I have an equation to compute the bit-error rate of a binary symmetric channel: $$P_{err}(n,p) = \sum_{k = \frac{n-1}{2} + 1}^n\binom n k p^k(1-p)^{n-k}$$
I then want to find the smallest $n$-repetition code assuming that I can tolerate $P_{err}\leq\frac{1}{8}$. I tried using:
Subscript[P, err][n_, p_] =
Sum[Binomial[n, k]*p^k*(1 - p)^(n - k), {k, (n - 1)/2 + 1, n}];
FindInstance[Subscript[P, err][n, 1/4] < 1/8, n, Integers, 5]

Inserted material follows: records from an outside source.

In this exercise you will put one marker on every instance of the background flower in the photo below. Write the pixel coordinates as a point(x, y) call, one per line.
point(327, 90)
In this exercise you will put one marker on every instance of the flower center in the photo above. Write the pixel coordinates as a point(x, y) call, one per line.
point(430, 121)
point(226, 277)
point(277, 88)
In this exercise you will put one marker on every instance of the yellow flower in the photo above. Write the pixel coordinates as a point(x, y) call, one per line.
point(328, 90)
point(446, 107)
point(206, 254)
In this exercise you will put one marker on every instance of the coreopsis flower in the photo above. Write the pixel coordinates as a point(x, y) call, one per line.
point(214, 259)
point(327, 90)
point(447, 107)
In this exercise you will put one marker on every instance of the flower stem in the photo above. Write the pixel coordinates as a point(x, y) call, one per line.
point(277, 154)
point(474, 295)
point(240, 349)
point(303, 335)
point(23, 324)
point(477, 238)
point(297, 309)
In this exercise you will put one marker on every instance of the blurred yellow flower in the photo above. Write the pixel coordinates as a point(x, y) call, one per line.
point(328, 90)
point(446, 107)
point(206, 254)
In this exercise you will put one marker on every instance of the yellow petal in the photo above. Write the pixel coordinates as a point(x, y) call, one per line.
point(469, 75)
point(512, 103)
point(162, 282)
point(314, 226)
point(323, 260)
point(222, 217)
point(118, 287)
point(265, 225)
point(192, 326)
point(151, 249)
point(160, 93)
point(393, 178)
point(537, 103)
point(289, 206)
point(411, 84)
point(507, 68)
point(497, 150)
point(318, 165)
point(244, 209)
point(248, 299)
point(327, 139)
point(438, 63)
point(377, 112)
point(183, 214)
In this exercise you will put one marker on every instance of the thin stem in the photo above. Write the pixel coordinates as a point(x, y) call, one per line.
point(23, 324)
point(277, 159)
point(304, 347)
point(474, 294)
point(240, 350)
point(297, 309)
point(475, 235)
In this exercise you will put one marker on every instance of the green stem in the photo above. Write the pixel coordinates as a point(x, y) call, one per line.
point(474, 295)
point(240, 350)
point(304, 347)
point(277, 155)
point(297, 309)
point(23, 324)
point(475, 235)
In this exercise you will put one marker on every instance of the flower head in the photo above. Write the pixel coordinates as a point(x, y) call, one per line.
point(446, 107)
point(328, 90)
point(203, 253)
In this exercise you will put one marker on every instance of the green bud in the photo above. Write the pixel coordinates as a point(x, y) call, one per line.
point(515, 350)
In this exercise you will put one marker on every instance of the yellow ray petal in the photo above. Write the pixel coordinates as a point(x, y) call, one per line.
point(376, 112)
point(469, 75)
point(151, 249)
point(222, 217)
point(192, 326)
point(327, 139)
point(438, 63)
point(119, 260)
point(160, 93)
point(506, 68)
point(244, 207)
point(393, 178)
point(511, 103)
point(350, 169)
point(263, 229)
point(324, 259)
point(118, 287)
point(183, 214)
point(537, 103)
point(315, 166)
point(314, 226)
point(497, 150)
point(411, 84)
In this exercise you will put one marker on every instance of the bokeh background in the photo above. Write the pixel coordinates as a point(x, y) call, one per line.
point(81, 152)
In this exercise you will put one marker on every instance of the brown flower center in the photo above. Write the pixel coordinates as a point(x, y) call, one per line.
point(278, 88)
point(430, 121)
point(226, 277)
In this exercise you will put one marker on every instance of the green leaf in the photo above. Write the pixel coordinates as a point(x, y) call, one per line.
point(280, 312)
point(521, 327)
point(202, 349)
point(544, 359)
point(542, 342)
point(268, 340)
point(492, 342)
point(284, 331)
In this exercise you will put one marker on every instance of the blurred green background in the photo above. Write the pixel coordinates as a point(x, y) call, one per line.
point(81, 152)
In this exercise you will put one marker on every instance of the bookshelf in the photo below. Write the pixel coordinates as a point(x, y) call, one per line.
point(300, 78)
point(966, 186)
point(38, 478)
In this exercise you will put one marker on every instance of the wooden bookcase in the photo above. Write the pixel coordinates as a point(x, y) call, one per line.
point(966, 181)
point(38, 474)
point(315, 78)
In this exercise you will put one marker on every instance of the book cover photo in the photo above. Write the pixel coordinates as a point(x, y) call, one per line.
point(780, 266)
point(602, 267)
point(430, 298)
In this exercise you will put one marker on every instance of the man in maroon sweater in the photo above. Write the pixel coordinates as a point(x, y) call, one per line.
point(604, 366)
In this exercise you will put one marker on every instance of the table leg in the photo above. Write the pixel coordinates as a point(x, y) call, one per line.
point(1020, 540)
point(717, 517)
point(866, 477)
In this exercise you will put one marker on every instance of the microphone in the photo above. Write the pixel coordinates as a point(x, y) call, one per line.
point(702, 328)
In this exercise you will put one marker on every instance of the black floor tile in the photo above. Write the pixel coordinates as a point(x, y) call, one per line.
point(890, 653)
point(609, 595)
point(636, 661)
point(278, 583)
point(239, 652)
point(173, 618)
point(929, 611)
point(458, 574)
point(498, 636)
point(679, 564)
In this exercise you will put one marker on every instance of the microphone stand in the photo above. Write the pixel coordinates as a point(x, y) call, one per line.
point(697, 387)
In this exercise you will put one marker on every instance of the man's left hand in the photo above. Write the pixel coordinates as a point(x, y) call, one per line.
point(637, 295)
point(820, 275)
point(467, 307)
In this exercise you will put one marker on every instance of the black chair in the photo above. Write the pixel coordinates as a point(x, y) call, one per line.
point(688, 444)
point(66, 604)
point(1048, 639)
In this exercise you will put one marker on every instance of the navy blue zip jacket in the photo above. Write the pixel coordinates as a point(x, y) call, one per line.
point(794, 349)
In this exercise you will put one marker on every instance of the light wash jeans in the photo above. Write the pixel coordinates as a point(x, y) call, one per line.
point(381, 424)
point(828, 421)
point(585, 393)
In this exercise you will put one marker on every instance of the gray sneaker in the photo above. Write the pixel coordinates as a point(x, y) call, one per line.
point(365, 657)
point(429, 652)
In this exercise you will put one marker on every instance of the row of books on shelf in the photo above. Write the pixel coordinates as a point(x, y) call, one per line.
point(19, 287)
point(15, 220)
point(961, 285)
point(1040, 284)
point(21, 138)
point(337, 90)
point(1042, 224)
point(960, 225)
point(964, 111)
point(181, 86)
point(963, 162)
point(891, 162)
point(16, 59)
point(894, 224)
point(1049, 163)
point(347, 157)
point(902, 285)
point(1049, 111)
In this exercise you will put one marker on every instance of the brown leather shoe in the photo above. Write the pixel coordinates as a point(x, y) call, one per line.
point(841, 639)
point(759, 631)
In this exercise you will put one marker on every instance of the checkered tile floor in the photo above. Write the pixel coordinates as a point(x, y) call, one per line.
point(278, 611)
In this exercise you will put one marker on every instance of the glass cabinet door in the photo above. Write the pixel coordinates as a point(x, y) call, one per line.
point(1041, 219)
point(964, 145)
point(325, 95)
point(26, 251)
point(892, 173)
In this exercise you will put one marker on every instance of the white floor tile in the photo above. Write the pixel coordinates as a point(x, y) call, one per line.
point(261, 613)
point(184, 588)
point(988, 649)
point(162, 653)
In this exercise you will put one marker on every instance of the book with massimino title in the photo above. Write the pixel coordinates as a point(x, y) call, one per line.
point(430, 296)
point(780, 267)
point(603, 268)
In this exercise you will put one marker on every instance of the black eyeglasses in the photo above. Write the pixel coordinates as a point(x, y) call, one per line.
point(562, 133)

But I'm getting {{n -> 555}, {n -> 1165}, {n -> 887}, {n -> 831}, {n -> 1119}} as the answer. However,
Table[{n, Subscript[P, err][n, 1/4] < 1/8}, {n, 1, 10, 2}]
Gives me {{1, False}, {3, False}, {5, True}, {7, True}, {9, True}}, showing that 5 is the first solution.
Why is this happening and how can I fix this? I'm assuming this must be something to do with the way FindInstance reacts to values of n that are even - any way to limit the search space to only odd numbers?